Under a bill introduced in the council this month, the number of licenses issued to retailers to sell tobacco products in each of the city’s 59 community board districts would be set at half the current level. The reduction would be achieved gradually through attrition, because current license holders would be allowed to retain and renew their licenses.

There are about 9,000 stores or other locations licensed to sell tobacco products in the city. Dr. Bassett, the health commissioner, said the number was expected to drop below 6,000 over 10 years.

Philadelphia and San Francisco have put in place similar licensing restrictions.

A study by the American Cancer Society found that as of October, 8,992 retail outlets were licensed to sell tobacco in New York. About a third of those were within 500 feet of a school.

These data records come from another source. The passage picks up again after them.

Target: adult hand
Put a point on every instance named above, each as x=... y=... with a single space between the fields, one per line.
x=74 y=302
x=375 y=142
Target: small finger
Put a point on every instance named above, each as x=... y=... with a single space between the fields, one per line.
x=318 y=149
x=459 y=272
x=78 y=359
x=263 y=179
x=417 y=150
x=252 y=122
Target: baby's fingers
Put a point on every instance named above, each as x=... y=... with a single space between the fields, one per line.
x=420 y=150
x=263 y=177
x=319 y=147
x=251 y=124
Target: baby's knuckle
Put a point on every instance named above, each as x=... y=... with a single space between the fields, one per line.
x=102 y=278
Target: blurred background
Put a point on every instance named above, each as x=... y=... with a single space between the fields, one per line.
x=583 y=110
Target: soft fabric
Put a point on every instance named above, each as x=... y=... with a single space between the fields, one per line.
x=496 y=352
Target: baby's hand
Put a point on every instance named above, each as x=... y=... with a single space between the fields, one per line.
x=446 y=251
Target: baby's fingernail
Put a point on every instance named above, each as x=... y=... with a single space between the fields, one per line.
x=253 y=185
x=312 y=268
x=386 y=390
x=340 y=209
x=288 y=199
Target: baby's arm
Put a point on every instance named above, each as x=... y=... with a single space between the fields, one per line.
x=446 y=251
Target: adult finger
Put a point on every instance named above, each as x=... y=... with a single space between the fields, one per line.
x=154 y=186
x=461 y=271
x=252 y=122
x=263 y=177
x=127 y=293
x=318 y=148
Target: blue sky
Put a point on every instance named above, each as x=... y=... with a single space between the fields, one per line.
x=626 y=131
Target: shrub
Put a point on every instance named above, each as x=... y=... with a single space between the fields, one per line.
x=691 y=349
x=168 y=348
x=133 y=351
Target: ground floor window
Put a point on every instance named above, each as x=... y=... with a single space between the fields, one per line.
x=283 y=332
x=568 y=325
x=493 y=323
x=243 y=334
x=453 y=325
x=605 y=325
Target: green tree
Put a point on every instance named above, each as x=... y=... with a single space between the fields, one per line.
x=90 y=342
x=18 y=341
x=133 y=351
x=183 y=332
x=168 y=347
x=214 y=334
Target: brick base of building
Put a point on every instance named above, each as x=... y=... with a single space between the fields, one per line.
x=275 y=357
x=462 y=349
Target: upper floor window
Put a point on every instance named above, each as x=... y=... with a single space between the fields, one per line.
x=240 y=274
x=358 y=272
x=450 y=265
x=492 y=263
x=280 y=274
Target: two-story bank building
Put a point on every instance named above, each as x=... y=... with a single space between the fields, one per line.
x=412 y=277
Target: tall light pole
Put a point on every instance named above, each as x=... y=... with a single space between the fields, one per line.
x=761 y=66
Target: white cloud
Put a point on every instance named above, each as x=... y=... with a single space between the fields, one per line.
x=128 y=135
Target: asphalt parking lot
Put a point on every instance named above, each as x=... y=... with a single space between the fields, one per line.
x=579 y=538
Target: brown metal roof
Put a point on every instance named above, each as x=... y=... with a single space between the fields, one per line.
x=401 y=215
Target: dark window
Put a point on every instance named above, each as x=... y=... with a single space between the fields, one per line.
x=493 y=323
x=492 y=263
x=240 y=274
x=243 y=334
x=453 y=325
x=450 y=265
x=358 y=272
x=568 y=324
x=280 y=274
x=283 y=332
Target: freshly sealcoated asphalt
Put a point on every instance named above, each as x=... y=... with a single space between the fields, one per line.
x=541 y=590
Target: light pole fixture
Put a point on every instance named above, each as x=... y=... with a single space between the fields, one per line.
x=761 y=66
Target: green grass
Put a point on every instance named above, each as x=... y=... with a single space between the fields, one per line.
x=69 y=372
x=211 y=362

Other studies have shown that tobacco sellers are disproportionately concentrated in poor neighborhoods.

Another proposal would prohibit pharmacies from selling tobacco products. Councilman Brad Lander, a Brooklyn Democrat, said about 550 pharmacies currently sold cigarettes and other tobacco products.

As part of the package, the sellers of electronic cigarettes would be required for the first time to obtain licenses; after an initial period, no new licenses would be issued. Another initiative would require landlords to disclose rules on tobacco use in apartment buildings; if prospective tenants prefer smoke-free buildings, city officials hope that could provide an incentive for landlords to bar cigarette smoking in apartments.

Corey Johnson, a Manhattan Democrat who is the chairman of the City Council health committee, said that he had long struggled with addiction and that while he had quit drinking and taking drugs, he could not break his tobacco habit.

“It was easier to quit drinking and using illegal drugs than it is to quit smoking,” he said.

Health officials presented Mr. de Blasio with a similar package of measures in the second half of 2015. In March 2016, he said in a television interview that he would unveil anti-tobacco initiatives within weeks. More than a year passed before his announcement on Wednesday.

“Since we came in, I’ve focused on opening up whole new veins in the fight for health and safety,” Mr. de Blasio said of the delay, citing initiatives to increase mental health services, reduce traffic fatalities and fight crime.

“We were balancing a lot of factors,” he added. “It was a question of sequencing everything.”

Asked when the City Council would pass the bills, Mr. de Blasio said, “The sooner the better.”